Quelle aventure ! Je voulais accéder aux étoiles, à la lune. Finalement, je suis qu’un bout d’antenne, un projecteur pour une planète qui se regarde elle-même. À peine éloigné de la stratosphère… Sympa le prisme cosmique ! Et après tout ça, qu’est-ce qui reste ? Je suis une épave qui flotte, coincée entre deux espaces, qui tombe lentement vers la case départ. Je suis à peine la preuve que ce chemin a été fait, je suis la pisse du chien sur l’arbre. Marque ultime de l’envahisseur. Je délimite le territoire conquis, et je le pollue.

*

L’urine spatiale s’est cristallisée au dessus du ciel, excréments des astronautes balancés aux confins de leurs hublots, et nous la prenons pour des étoiles qui pétilleraient dans nos yeux infiniment trop petits pour percevoir l’ampleur du reflet de la cuvette.

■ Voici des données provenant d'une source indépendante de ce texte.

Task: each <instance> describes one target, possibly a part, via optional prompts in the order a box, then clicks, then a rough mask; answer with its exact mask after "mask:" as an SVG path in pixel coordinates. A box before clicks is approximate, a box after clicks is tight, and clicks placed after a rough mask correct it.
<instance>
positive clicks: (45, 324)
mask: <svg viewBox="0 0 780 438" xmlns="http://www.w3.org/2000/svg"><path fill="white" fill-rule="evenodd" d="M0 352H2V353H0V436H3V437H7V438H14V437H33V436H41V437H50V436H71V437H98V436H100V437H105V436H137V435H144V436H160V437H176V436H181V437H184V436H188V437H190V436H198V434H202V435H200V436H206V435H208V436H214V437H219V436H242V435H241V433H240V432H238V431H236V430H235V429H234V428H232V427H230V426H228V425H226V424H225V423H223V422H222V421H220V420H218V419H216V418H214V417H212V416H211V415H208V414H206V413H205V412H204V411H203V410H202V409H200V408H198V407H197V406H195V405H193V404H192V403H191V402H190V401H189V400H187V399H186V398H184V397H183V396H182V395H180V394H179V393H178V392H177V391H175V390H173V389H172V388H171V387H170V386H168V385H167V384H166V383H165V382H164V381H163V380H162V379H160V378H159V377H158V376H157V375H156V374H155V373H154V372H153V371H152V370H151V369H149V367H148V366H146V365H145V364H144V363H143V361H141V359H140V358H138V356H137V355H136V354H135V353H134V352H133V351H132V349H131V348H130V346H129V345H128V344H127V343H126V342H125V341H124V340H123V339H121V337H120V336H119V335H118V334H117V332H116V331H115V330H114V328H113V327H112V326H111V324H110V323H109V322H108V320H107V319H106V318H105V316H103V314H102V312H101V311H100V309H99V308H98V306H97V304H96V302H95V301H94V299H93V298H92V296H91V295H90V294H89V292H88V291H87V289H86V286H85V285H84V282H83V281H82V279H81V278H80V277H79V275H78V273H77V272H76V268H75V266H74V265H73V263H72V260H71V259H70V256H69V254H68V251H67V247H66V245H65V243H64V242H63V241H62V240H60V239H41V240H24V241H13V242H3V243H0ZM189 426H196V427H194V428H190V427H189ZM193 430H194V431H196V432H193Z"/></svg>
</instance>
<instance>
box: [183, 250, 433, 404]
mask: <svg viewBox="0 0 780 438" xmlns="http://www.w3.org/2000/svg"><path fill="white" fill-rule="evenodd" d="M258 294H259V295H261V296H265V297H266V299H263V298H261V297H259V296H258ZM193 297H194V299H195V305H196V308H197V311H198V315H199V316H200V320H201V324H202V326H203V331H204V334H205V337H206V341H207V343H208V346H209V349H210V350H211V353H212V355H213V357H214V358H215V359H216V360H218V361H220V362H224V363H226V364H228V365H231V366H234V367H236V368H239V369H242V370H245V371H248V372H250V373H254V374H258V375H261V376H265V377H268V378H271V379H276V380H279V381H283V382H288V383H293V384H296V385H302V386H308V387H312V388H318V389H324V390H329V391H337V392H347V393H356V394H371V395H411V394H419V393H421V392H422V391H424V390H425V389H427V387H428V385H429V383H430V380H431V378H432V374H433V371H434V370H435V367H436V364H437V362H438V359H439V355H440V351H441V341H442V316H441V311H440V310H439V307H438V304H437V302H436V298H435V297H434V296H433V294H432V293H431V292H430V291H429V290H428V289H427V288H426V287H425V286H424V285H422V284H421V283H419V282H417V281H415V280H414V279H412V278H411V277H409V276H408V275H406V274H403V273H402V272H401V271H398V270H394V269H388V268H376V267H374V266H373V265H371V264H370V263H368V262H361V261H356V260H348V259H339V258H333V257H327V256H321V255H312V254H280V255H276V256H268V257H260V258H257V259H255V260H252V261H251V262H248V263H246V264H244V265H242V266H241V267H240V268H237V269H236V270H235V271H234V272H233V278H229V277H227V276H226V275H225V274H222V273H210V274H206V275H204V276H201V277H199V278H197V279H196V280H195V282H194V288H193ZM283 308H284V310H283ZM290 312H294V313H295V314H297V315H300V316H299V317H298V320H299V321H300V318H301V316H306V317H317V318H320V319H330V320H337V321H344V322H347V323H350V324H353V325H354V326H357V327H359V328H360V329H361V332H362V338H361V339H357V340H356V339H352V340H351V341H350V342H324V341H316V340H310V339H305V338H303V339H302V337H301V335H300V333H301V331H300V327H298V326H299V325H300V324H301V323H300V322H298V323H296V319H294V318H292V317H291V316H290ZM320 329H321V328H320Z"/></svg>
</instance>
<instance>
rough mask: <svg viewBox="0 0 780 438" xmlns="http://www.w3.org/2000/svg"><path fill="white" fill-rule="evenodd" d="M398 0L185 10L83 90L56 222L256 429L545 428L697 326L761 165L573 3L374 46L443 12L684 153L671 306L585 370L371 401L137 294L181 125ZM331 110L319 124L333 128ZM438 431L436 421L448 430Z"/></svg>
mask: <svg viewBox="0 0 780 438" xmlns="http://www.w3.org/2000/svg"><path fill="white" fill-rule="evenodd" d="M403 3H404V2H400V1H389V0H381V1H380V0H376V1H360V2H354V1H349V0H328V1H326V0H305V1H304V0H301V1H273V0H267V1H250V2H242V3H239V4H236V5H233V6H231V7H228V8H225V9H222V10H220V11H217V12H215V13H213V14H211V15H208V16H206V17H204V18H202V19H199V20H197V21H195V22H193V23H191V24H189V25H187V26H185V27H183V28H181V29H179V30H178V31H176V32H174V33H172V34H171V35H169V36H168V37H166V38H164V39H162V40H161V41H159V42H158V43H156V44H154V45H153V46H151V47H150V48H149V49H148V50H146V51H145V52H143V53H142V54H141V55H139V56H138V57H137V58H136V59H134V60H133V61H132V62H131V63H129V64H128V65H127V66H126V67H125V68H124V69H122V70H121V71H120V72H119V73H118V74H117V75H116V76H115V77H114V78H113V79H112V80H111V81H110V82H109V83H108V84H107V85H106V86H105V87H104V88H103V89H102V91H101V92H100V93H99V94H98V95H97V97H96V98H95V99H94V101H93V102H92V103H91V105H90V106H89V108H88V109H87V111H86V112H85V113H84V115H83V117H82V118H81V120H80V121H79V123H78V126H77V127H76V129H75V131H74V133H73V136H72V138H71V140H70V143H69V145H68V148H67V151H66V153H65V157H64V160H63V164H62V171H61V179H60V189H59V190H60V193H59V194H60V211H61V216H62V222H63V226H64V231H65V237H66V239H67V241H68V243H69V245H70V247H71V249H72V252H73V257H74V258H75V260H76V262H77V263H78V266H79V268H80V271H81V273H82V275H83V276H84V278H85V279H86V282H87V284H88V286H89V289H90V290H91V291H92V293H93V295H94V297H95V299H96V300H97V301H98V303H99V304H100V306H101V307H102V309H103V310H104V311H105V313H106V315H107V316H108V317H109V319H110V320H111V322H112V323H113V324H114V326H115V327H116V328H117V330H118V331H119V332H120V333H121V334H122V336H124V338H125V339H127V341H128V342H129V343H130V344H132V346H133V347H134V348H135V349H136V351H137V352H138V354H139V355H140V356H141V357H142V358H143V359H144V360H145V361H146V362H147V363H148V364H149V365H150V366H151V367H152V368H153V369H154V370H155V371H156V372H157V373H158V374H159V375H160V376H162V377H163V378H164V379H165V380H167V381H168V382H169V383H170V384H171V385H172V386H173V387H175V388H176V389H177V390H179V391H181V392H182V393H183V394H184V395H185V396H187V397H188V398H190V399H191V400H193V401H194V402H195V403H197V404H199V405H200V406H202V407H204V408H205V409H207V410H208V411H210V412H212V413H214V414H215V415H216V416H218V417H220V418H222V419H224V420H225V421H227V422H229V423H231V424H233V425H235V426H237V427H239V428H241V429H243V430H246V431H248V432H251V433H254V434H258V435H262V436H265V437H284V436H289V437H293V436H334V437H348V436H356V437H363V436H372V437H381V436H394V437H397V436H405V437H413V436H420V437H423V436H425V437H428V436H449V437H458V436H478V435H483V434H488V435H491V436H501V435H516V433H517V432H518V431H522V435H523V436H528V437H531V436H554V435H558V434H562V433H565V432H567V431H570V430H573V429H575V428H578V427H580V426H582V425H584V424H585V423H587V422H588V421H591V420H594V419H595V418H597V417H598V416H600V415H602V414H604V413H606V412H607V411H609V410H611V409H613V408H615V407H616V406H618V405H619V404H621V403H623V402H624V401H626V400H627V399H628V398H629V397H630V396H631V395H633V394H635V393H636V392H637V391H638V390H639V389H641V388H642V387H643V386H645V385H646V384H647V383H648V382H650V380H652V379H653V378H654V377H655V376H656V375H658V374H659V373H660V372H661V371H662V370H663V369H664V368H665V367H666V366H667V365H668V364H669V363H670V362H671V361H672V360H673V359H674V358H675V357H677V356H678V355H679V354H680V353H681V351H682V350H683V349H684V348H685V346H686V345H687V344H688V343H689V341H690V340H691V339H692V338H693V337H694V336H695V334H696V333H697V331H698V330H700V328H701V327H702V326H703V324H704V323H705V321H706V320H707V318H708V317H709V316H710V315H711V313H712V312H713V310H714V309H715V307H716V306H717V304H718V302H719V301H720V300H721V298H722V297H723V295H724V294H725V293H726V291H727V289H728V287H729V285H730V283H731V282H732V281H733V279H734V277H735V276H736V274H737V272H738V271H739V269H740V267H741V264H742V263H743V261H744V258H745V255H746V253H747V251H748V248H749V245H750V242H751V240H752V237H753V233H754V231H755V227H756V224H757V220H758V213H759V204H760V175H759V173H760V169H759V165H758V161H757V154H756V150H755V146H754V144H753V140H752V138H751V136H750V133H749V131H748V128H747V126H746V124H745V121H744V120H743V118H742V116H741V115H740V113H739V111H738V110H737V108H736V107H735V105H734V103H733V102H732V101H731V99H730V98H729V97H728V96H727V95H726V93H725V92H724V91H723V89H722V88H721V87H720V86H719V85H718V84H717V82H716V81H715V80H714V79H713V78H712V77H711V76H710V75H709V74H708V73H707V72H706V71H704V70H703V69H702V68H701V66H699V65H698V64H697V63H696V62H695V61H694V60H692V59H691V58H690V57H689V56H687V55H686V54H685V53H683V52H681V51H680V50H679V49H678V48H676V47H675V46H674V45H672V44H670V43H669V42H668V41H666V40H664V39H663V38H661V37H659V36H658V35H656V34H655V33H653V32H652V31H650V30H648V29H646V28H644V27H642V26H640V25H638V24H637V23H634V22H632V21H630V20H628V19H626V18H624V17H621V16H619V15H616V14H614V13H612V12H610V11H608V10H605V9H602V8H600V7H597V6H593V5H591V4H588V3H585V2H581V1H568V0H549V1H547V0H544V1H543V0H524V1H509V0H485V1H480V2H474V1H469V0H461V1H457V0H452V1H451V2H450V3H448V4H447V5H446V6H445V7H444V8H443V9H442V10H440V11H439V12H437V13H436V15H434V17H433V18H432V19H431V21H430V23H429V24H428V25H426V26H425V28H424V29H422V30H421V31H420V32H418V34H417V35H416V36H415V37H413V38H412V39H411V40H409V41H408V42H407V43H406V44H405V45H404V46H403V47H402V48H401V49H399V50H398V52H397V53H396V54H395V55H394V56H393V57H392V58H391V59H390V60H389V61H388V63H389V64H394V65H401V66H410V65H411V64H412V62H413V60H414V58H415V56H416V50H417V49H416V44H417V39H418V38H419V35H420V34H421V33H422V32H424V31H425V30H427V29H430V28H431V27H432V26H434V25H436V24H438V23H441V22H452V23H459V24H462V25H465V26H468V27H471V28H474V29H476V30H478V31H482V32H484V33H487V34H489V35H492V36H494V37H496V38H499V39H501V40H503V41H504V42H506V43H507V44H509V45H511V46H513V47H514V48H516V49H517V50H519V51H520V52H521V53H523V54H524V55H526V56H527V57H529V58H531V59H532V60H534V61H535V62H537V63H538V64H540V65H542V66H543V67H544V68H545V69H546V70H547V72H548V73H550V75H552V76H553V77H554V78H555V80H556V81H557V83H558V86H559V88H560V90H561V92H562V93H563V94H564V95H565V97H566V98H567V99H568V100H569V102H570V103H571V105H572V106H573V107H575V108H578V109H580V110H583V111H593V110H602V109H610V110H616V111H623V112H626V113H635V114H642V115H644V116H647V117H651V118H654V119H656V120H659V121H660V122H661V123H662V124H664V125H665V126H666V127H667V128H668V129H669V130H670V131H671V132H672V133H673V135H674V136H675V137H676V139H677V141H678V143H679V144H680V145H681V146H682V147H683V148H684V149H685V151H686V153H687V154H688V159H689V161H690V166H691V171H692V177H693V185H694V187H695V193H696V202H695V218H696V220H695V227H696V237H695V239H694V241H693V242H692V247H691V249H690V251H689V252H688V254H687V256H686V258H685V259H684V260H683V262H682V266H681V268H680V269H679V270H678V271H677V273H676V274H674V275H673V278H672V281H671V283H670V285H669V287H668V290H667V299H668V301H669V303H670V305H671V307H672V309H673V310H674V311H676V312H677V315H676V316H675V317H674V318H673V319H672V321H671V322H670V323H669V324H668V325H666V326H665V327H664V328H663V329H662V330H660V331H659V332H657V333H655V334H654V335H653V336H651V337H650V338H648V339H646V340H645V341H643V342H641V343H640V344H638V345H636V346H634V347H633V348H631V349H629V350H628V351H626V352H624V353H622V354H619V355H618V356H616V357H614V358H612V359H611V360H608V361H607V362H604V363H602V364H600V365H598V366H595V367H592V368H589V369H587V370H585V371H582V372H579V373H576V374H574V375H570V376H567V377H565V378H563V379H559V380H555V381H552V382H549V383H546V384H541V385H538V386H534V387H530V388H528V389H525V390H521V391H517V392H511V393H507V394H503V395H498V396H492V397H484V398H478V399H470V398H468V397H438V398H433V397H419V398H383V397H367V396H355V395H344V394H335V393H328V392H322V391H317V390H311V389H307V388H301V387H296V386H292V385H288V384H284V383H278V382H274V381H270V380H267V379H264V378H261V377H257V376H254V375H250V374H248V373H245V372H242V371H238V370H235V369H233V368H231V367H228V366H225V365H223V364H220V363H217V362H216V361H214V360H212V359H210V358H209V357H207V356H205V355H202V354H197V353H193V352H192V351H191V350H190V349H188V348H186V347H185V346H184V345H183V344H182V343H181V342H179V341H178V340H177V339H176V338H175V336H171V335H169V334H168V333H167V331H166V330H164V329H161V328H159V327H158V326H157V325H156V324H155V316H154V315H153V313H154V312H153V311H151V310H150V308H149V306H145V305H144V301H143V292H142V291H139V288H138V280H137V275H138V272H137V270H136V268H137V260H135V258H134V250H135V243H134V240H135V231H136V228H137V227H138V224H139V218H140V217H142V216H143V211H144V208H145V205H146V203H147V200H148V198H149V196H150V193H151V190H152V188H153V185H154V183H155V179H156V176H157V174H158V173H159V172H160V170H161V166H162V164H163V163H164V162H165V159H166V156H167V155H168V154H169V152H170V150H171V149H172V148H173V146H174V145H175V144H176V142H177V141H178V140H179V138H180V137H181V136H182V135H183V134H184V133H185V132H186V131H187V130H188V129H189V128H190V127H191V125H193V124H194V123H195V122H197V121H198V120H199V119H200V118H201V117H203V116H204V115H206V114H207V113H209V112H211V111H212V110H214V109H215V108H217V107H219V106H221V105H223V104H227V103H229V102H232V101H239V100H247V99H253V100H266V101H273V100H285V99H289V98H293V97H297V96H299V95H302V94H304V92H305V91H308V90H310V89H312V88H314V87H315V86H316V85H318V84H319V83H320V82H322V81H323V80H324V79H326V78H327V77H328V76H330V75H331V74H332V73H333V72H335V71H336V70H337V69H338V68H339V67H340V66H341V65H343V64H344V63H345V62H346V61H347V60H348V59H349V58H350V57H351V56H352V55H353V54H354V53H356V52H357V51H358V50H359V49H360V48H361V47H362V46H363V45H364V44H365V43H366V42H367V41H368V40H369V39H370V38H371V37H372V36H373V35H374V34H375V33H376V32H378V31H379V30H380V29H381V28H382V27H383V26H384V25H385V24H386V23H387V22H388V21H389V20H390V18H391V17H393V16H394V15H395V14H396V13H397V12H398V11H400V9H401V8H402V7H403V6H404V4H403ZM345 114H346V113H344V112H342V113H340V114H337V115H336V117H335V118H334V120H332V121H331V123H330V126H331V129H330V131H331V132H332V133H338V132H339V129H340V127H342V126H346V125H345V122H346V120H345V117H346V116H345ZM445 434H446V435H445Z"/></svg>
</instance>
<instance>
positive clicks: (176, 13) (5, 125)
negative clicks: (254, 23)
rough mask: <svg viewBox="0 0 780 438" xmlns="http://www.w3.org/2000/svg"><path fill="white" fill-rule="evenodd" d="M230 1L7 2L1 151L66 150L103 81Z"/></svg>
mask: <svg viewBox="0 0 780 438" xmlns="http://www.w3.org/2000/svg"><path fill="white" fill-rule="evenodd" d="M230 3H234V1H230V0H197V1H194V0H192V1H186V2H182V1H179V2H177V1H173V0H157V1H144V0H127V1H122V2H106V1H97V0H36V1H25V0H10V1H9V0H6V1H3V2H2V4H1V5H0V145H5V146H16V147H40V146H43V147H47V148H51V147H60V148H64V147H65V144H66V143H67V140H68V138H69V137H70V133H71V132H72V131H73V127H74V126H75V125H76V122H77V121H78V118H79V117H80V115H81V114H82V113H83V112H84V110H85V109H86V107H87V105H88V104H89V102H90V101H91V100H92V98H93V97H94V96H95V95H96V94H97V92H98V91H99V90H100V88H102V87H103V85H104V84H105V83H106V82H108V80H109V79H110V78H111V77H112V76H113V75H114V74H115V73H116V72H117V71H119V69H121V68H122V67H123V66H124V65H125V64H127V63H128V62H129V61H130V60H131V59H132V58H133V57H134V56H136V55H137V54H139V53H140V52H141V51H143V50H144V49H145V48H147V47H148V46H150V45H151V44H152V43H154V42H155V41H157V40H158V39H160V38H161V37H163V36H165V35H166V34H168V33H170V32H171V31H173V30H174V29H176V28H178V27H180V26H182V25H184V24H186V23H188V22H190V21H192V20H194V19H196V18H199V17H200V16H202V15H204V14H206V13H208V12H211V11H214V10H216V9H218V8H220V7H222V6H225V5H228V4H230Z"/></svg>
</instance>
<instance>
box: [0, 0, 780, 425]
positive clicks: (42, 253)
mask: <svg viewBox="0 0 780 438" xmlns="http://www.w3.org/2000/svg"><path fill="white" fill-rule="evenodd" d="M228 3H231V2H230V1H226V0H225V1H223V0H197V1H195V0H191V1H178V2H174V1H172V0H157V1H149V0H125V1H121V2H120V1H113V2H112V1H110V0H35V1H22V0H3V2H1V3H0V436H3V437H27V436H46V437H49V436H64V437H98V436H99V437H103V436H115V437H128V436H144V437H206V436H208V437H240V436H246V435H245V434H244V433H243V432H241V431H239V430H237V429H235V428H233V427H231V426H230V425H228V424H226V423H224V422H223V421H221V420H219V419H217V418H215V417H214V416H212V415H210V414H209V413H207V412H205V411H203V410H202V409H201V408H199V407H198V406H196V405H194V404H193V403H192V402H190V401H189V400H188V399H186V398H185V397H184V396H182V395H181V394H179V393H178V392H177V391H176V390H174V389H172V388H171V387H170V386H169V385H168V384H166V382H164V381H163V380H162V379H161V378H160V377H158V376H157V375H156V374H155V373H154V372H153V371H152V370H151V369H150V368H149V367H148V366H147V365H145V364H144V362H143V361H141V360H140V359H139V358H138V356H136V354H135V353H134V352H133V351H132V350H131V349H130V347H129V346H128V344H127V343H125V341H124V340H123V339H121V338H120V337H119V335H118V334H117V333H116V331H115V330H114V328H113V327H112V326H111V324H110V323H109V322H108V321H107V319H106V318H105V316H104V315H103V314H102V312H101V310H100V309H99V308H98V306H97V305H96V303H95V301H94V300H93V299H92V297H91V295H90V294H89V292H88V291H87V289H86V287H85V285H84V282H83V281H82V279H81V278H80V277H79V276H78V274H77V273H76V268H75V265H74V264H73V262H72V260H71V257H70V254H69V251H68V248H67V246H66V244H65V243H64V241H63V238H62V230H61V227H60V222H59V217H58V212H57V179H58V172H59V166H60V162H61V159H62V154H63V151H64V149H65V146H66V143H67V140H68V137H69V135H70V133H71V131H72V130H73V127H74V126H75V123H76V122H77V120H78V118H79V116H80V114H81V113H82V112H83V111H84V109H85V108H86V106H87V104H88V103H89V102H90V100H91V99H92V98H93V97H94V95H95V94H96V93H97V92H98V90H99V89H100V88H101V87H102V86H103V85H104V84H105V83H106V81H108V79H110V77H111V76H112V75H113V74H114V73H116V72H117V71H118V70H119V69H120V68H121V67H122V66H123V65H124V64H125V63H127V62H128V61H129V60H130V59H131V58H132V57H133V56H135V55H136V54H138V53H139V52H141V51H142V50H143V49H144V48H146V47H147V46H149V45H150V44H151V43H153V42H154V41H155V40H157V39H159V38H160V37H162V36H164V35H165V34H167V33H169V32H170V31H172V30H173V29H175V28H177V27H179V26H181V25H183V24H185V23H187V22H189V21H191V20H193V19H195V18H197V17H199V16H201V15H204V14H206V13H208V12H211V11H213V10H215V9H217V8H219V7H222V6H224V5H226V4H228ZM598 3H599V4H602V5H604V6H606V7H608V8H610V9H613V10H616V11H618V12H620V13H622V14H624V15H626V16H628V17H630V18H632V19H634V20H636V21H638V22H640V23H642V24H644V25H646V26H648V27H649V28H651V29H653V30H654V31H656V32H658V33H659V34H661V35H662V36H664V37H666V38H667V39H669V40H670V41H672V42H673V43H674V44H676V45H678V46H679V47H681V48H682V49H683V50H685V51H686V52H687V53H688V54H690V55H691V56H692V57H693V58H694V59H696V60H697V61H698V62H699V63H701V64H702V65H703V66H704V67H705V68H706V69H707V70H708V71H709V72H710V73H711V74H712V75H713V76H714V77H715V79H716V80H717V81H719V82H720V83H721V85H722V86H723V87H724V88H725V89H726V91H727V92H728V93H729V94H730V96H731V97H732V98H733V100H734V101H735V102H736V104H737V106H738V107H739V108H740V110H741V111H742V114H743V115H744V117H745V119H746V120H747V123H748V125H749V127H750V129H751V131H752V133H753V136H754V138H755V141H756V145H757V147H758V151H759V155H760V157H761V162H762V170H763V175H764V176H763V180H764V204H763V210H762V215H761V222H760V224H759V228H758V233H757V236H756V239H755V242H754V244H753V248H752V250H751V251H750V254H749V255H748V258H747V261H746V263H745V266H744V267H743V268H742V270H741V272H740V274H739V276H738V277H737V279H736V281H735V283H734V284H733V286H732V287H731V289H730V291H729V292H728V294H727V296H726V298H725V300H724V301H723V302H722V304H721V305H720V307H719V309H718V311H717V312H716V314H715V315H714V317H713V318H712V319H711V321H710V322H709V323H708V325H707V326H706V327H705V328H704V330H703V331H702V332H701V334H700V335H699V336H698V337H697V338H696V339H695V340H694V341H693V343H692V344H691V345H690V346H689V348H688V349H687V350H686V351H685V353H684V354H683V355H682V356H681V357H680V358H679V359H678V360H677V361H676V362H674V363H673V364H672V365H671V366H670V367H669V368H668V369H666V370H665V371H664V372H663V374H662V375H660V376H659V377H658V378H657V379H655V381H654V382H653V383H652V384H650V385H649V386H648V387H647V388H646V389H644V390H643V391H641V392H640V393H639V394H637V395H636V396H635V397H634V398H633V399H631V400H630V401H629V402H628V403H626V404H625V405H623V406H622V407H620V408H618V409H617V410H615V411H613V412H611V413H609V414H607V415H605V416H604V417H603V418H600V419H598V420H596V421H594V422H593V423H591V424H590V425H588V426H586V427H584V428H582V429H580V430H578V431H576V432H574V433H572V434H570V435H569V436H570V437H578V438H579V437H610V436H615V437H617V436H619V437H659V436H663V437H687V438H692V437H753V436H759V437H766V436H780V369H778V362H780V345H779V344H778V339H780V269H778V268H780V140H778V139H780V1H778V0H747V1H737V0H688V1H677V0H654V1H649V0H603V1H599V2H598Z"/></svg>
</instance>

C’est une explosion au ralenti, une expansion de la destruction. Une si petite pieuvre mécanique géante qui grignote la macroscopique parcelle d’un univers inconnu.

On sait à peine respirer sous l’eau, et on a voulu regarder sans yeux. Se défaire de la pression de nos corps fragiles, de nos cerveaux pressurés, pressurisés.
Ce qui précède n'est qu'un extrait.